En pleno centro de las
críticas, la FIFA indicó ayer que no considera hasta ahora suspender la Copa
Confederaciones, según su vocero Pekka Odriozola. “En ningún momento la FIFA ha
considerado o discutido abandonar la Copa Confederaciones con las autoridades
locales”, dijo Odriozola en una rueda de prensa en el estadio Maracaná, luego
de que dos minibuses de la organización fueran atacados a pedradas el jueves
por manifestantes en Salvador. “Estamos monitoreando la situación con las
autoridades”.
La organización
internacional Reporteros sin Fronteras denunció ayer que veinte periodistas
fueron agredidos y varios heridos durante las manifestaciones de las últimas
dos semanas. “Aunque la mayor parte de esas agresiones, a veces acompañadas de
detenciones, hayan sido cometidas por policías militares, algunos manifestantes
también se han mostrado hostiles hacia los periodistas que cubrían las
protestas”, detalló la ONG.
El masivo movimiento de
protesta, que se apoyó y organizó en las redes sociales, también cuestiona el
modelo de medios que impera en Brasil, país con una muy alta concentración en
la propiedad y las licencias. Esta semana, el periodista Caco Barcellos de la
influyente televisora Globo –por lejos la mayor del país– fue cercado e
insultado por unos cien manifestantes en San Pablo. Los manifestantes lo
empujaron y le gritaron “manipulador”. En otros momentos, manifestantes
incendiaron una camioneta de la TV Record apostada al frente a la intendencia
paulista para transmitir la protesta del martes, y un automóvil de la
televisora SBT en Río de Janeiro. El informe de Reporteros sin Fronteras recoge
el caso de una reportera que recibió un chorro de vinagre en el rostro. Los
manifestantes usan vinagre para mitigar el efecto del gas lacrimógeno que utiliza
la policía. Pero, hasta ahora, los periodistas heridos fueron víctimas de la
represión policial.
En
otro desarrollo, el Movimiento Pase Libre, MPL, paraguas de las protestas, denunció
la presencia de “conservadores” en las marchas y ocasionales agresiones a
grupos que participaron. “Consideramos que grupos conservadores se infiltraron
en los actos para defender propuestas que no nos representan”, dijo Rafael
Siqueira, portavoz de Pase Libre. Siqueira habló de grupos que piden la
penalización del aborto o la reducción de la edad de responsabilidad penal, y
hasta de un grupo neonazi.
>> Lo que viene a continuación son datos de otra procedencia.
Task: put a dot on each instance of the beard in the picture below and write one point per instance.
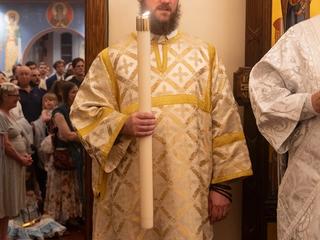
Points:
(163, 27)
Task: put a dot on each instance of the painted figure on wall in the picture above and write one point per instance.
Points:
(59, 14)
(13, 40)
(294, 11)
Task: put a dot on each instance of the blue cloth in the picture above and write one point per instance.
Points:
(50, 81)
(45, 228)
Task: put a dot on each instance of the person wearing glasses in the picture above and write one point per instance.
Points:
(14, 158)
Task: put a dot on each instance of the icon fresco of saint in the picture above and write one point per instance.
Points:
(59, 14)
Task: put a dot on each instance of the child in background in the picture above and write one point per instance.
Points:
(41, 128)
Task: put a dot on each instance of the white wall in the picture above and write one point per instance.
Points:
(223, 24)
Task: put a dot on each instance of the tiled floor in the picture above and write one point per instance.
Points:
(78, 234)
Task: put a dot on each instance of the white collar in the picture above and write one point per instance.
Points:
(162, 38)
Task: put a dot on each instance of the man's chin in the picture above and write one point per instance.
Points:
(163, 17)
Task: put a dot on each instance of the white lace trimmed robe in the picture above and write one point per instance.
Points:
(198, 138)
(280, 86)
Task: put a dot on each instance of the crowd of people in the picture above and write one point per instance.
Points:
(36, 130)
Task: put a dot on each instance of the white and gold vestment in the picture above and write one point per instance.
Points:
(198, 138)
(281, 85)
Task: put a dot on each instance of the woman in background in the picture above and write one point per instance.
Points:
(14, 158)
(63, 190)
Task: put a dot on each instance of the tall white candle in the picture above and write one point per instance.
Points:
(145, 144)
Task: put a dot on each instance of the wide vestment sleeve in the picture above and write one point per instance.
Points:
(230, 154)
(95, 115)
(280, 88)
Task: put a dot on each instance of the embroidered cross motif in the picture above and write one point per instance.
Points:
(196, 59)
(125, 66)
(180, 74)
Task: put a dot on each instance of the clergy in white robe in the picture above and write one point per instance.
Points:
(197, 139)
(284, 91)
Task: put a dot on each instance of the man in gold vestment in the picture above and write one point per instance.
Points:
(198, 142)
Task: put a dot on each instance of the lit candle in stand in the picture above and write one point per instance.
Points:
(145, 143)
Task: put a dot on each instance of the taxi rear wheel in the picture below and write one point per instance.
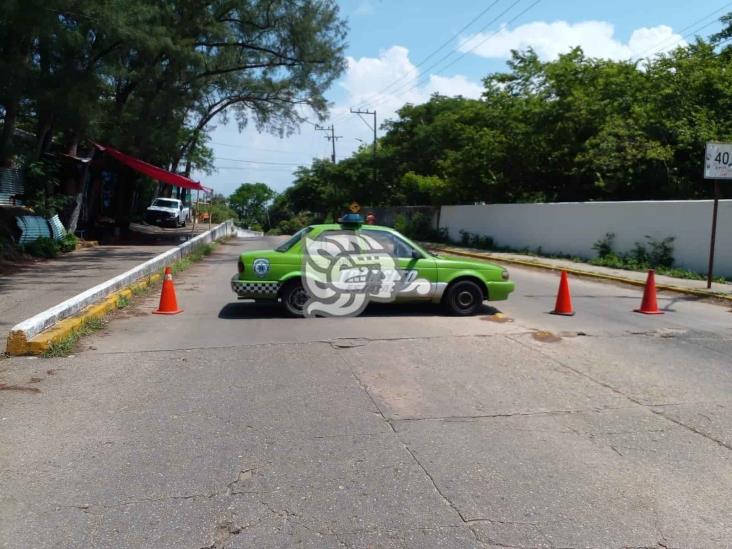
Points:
(294, 297)
(463, 298)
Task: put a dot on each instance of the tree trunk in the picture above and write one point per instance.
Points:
(6, 137)
(43, 135)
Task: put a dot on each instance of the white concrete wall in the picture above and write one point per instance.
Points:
(572, 228)
(46, 319)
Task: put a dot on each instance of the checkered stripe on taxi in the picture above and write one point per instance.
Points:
(244, 288)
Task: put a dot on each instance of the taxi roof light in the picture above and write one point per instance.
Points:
(351, 219)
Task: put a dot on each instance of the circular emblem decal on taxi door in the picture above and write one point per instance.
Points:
(261, 267)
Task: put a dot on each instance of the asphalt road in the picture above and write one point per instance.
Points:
(232, 426)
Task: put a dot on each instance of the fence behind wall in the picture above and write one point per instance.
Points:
(572, 228)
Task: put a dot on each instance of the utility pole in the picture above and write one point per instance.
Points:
(332, 137)
(359, 113)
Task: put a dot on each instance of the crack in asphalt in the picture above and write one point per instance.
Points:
(458, 419)
(617, 391)
(414, 457)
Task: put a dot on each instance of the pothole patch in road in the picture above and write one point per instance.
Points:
(348, 343)
(497, 317)
(545, 336)
(572, 334)
(20, 388)
(661, 332)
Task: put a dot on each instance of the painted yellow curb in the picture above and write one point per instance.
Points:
(587, 274)
(37, 345)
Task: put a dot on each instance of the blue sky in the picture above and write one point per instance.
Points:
(389, 38)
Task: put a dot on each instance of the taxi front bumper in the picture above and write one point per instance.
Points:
(499, 291)
(254, 289)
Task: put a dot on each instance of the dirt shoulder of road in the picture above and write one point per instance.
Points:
(697, 288)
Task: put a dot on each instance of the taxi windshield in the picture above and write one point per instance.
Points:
(290, 242)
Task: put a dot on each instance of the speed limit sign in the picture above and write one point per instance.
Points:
(718, 161)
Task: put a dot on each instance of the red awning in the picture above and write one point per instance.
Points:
(153, 171)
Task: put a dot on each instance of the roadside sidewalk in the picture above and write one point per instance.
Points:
(39, 286)
(680, 285)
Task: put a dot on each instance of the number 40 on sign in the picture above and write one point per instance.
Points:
(718, 161)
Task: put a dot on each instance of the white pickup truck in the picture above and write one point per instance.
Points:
(167, 211)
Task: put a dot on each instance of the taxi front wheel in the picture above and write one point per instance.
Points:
(294, 297)
(463, 298)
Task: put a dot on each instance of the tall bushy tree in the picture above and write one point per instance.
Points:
(150, 76)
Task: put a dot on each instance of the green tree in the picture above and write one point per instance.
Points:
(251, 202)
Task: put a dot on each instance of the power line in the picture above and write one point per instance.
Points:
(426, 76)
(359, 112)
(247, 148)
(332, 137)
(431, 55)
(257, 161)
(260, 168)
(683, 32)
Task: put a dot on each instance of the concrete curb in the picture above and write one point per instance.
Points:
(34, 335)
(581, 272)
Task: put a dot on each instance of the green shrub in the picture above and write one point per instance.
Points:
(419, 227)
(68, 243)
(294, 224)
(604, 246)
(43, 247)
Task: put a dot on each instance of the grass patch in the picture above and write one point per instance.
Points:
(653, 254)
(65, 346)
(196, 255)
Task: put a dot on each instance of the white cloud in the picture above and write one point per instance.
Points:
(597, 39)
(366, 83)
(366, 7)
(391, 79)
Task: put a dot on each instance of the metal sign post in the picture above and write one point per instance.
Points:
(717, 166)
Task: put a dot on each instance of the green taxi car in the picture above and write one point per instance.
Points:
(461, 285)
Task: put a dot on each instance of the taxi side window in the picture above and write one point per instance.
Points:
(391, 243)
(349, 238)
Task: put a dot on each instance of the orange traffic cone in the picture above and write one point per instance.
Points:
(649, 306)
(168, 303)
(564, 300)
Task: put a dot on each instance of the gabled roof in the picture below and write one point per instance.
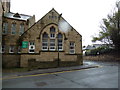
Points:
(17, 16)
(52, 10)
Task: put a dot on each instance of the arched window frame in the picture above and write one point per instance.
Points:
(44, 41)
(13, 28)
(22, 29)
(5, 28)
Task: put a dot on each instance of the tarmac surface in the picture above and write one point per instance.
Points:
(90, 75)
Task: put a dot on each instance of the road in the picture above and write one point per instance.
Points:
(105, 76)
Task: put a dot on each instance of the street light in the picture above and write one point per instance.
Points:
(58, 37)
(63, 26)
(118, 17)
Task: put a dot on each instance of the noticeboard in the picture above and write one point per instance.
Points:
(25, 44)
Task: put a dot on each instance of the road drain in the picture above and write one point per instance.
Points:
(40, 83)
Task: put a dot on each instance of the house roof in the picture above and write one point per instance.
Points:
(17, 16)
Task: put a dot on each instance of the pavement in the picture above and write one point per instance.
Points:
(49, 71)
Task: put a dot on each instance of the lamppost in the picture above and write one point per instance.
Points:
(118, 16)
(58, 38)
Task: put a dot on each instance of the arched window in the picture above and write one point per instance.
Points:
(60, 35)
(13, 28)
(45, 35)
(45, 41)
(5, 27)
(21, 29)
(60, 42)
(52, 29)
(52, 32)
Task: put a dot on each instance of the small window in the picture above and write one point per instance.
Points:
(52, 44)
(5, 28)
(45, 35)
(60, 45)
(52, 30)
(60, 35)
(3, 49)
(31, 47)
(44, 44)
(72, 48)
(21, 29)
(52, 35)
(19, 49)
(13, 28)
(11, 49)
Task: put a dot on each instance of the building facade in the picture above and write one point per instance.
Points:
(40, 44)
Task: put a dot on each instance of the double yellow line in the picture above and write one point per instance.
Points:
(15, 77)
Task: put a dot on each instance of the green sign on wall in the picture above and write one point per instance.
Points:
(24, 44)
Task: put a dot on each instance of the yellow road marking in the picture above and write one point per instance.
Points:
(15, 77)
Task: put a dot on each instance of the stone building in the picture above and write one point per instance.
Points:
(40, 44)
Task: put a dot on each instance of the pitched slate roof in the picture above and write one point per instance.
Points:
(17, 16)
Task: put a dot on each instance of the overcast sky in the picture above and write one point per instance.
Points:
(84, 15)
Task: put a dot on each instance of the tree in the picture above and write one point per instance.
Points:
(110, 31)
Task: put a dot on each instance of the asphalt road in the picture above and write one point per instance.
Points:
(102, 77)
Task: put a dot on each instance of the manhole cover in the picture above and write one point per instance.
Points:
(41, 83)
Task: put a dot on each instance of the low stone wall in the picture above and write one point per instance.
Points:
(9, 61)
(102, 57)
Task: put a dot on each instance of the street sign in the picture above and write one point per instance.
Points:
(24, 44)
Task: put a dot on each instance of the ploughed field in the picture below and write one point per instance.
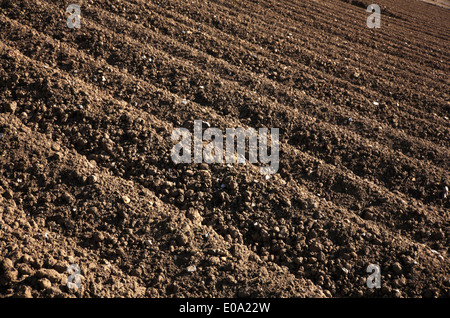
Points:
(87, 179)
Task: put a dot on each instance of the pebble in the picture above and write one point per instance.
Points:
(126, 199)
(92, 179)
(44, 283)
(397, 268)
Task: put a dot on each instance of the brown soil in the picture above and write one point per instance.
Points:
(86, 176)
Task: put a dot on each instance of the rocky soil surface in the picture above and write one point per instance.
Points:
(86, 176)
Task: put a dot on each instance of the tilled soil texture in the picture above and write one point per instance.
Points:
(86, 176)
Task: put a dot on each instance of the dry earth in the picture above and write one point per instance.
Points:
(86, 176)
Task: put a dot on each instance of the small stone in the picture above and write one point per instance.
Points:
(126, 199)
(98, 237)
(11, 107)
(191, 268)
(44, 283)
(92, 179)
(397, 268)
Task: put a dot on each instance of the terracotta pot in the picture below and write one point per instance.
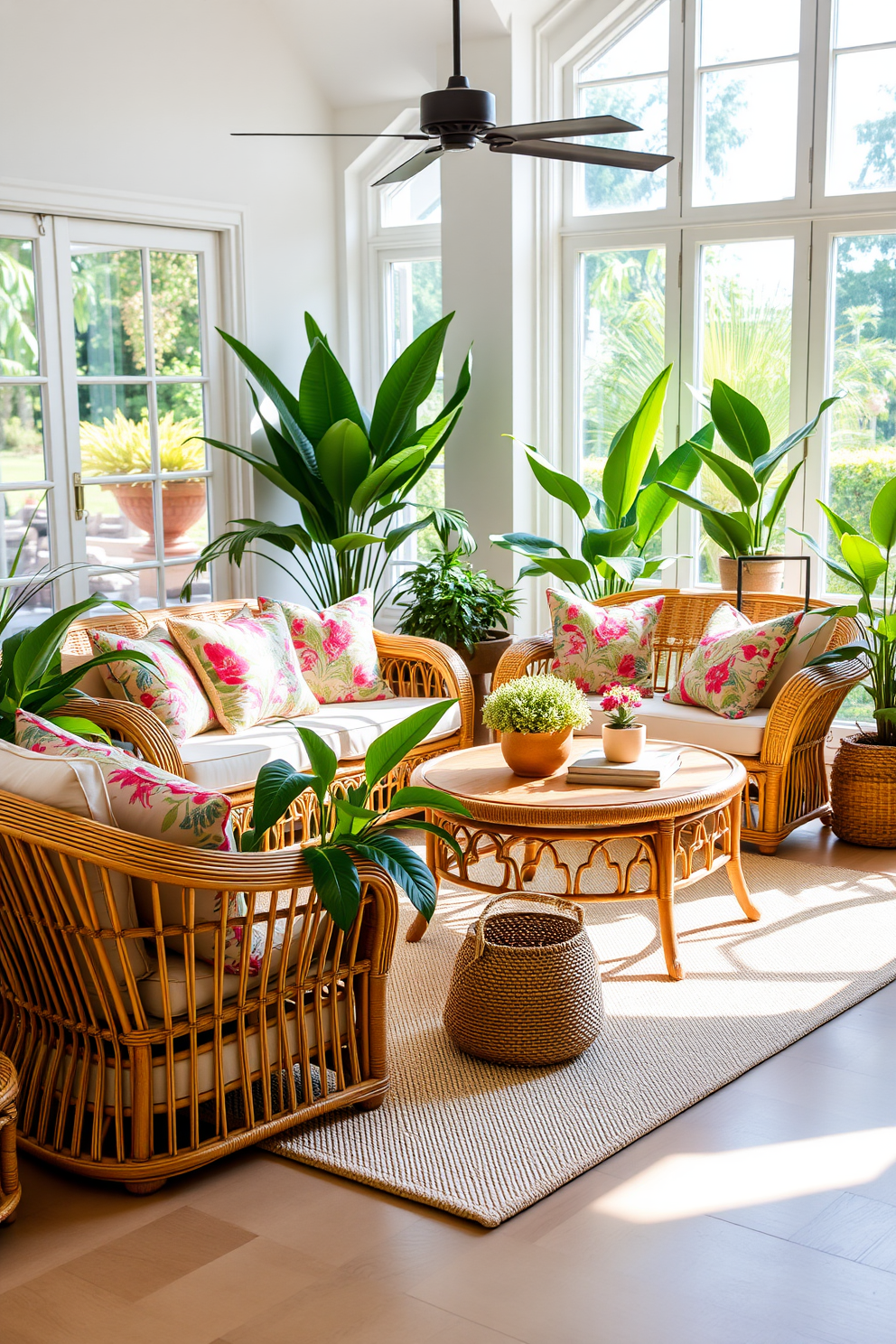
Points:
(481, 664)
(863, 792)
(763, 577)
(623, 745)
(183, 504)
(537, 754)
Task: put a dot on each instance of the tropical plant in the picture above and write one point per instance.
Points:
(31, 675)
(743, 429)
(347, 473)
(348, 828)
(865, 562)
(537, 705)
(121, 445)
(629, 511)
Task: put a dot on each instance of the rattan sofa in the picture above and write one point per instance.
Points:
(413, 668)
(786, 776)
(135, 1079)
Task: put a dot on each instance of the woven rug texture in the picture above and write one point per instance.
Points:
(487, 1142)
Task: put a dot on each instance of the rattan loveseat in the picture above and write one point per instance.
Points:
(786, 776)
(414, 669)
(135, 1078)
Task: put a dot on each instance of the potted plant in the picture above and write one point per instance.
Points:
(443, 598)
(121, 448)
(347, 826)
(621, 520)
(749, 530)
(622, 735)
(535, 716)
(345, 472)
(863, 782)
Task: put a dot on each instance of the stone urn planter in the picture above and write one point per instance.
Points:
(481, 664)
(183, 504)
(757, 578)
(863, 792)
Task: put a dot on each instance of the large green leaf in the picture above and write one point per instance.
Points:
(407, 383)
(739, 422)
(882, 517)
(336, 883)
(344, 460)
(390, 751)
(630, 457)
(559, 487)
(864, 559)
(325, 394)
(403, 866)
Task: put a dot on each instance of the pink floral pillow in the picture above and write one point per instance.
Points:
(731, 667)
(170, 690)
(247, 667)
(336, 648)
(595, 645)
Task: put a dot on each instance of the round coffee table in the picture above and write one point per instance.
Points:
(681, 831)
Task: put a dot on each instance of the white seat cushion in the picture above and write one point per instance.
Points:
(223, 761)
(689, 723)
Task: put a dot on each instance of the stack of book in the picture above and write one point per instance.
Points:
(649, 771)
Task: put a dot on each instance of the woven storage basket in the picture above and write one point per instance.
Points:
(863, 792)
(526, 986)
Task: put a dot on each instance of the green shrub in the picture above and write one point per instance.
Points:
(537, 705)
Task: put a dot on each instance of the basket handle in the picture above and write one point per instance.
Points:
(520, 895)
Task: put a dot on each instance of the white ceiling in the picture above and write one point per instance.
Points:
(369, 51)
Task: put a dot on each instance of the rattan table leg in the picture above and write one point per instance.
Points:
(665, 898)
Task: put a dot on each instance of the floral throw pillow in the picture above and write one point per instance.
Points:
(731, 667)
(595, 645)
(247, 667)
(336, 648)
(170, 690)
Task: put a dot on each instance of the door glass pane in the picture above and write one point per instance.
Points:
(19, 354)
(863, 145)
(862, 453)
(115, 429)
(626, 79)
(21, 434)
(747, 135)
(415, 201)
(175, 312)
(746, 304)
(109, 312)
(621, 343)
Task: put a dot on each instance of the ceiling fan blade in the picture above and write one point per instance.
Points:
(333, 135)
(410, 170)
(584, 154)
(567, 126)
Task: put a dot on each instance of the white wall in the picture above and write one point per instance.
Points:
(117, 96)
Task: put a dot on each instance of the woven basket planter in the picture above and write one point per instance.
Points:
(863, 792)
(526, 986)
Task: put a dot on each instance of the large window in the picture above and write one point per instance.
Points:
(105, 385)
(741, 261)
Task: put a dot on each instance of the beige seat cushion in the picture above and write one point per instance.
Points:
(689, 723)
(226, 761)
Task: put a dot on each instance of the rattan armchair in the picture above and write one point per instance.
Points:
(788, 781)
(109, 1089)
(411, 667)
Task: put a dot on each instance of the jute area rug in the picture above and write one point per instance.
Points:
(487, 1142)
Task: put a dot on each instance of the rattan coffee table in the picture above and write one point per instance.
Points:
(680, 832)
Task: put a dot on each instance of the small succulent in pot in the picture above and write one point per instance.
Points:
(623, 738)
(535, 716)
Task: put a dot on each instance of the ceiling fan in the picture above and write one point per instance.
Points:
(458, 117)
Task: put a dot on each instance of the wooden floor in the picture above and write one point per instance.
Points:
(763, 1215)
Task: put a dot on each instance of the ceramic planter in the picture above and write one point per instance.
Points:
(537, 754)
(623, 745)
(763, 577)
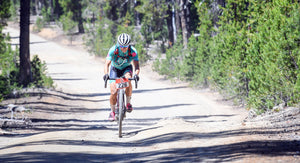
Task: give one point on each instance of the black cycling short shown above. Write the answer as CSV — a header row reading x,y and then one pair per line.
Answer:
x,y
116,73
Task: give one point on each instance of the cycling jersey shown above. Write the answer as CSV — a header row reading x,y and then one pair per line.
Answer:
x,y
122,60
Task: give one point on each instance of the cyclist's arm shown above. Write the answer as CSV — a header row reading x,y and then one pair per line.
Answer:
x,y
106,66
136,67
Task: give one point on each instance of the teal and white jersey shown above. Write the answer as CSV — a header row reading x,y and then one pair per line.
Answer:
x,y
119,59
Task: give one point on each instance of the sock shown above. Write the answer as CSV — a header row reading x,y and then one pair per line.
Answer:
x,y
128,99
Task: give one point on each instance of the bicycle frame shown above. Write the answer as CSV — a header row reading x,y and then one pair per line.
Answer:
x,y
121,84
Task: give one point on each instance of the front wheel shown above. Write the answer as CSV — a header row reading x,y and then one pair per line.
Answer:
x,y
121,108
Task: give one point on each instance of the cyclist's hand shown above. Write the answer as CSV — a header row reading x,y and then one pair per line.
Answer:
x,y
105,77
136,77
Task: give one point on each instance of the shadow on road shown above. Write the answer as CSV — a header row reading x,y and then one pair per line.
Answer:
x,y
214,153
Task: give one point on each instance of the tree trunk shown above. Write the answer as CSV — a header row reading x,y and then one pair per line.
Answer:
x,y
170,24
183,24
79,17
25,68
177,18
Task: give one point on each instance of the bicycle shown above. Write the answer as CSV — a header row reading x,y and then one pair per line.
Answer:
x,y
121,83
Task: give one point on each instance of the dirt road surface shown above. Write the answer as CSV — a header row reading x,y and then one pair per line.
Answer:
x,y
170,122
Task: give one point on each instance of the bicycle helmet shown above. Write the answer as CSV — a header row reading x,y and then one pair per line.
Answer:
x,y
124,39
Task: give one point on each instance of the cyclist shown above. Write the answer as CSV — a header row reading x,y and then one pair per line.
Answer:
x,y
120,57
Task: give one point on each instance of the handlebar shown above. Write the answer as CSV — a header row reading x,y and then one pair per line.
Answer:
x,y
105,81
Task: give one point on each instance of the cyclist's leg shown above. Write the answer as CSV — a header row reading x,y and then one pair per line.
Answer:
x,y
128,91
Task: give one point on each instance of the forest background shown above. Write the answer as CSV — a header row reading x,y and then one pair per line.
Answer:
x,y
248,50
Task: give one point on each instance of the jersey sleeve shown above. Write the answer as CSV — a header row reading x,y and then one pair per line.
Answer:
x,y
110,53
135,54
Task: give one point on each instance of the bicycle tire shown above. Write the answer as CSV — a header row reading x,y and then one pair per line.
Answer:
x,y
121,113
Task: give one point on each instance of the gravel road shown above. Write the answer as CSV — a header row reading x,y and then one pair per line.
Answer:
x,y
170,122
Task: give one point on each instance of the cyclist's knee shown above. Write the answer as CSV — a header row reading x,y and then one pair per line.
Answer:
x,y
113,89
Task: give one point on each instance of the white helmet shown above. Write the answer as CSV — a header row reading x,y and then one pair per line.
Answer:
x,y
124,39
En particular, Pase Libre se dijo alarmada por las
agresiones contra grupos que llevan banderas o carteles con consignas de
izquierda. Entre los grupos que denunciaron ataques está la Unión de Núcleos de
Educación para Negras/os y la Clase Trabajadora, Uneafro. Su vocera, Bruna Provazi, dijo que sus
militantes fueron atacados en San Pablo.